Elfar et al. reviewed fracture-dislocations of the PIPJ. They reported on the three fracture-dislocation patterns are recognized: dorsal, volar, and pilon. They noted that an acceptable outcome is dependent on achieving and maintaining a well-aligned and well-reduced joint, re-establishing normal joint kinematics, and restoring motion. They concluded that the optimal outcome for a specific injury is predicated on expedient diagnosis and recognition of injury severity, which enables the initiation of appropriate management.

Saitta et al. reviewed PIPJ dislocations. They reported that a concentric stable reduction can commonly be achieved with closed reduction. They concluded that occasionally, PIPJ dislocations are irreducible and open reduction is necessary.

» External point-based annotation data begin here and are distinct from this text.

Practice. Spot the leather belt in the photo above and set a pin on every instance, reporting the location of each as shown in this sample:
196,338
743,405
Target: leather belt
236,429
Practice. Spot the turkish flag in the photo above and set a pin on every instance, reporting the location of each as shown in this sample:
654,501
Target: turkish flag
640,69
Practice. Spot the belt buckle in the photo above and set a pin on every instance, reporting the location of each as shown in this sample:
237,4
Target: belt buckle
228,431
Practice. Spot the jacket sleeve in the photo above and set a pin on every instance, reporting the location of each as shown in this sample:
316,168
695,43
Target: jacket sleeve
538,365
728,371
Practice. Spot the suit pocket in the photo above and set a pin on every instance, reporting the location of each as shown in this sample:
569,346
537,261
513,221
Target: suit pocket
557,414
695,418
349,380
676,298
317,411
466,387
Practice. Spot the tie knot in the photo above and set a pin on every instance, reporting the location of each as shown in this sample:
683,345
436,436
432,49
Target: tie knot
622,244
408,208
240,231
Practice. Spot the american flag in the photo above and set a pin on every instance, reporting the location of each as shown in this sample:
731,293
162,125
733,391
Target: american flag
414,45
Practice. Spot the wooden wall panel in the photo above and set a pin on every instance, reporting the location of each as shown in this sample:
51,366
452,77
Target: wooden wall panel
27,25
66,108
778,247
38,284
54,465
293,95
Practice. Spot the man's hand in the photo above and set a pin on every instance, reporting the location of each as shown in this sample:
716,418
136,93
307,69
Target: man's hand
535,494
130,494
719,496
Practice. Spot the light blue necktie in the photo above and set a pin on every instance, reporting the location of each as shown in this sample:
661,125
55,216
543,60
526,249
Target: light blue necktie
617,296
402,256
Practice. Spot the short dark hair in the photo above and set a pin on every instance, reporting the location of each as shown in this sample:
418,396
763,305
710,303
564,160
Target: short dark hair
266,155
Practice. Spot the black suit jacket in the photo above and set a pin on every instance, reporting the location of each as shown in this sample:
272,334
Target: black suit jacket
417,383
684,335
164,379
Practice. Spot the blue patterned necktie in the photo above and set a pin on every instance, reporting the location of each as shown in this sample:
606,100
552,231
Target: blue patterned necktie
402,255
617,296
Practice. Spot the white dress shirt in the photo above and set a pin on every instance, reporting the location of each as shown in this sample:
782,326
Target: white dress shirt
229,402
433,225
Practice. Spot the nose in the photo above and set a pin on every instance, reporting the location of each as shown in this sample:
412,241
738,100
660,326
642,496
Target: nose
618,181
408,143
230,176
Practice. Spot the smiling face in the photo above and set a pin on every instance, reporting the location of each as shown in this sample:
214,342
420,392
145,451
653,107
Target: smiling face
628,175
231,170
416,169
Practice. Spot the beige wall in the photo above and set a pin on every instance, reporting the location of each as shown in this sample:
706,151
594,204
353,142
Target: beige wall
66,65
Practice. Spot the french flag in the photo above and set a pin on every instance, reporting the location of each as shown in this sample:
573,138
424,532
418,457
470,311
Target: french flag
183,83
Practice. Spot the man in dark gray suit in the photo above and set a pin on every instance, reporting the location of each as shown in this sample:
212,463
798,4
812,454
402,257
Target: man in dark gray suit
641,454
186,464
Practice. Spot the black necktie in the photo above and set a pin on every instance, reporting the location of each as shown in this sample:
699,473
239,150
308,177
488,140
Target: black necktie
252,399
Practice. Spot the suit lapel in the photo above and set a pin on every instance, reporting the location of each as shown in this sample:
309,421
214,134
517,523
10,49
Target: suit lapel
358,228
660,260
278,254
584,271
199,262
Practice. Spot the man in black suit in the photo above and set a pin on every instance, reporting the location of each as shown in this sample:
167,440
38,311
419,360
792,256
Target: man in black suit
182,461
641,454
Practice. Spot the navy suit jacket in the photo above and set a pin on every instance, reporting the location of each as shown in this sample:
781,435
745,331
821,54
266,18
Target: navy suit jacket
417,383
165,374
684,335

Miller et al. reviewed finger joint dislocations. They reported that simple dislocations are frequently amenable to early return to play with protection; however, more complex injuries may require specialized splinting or surgery. They concluded that early diagnosis and appropriate treatment are essential to ensure optimal functional results.

Incorrect Answers:
Answers 2,3,&5: Extension block splinting and range of motion in the stable range of joint flexion is appropriate for dorsal dislocations.
Answer 4: The PIPJ should be splinted in full extension and the DIPJ and MCPJ should not be immobilized to effectively permit motion of the lateral bands while avoiding the consequences of mismanaging the central slip of the extensor mechanism.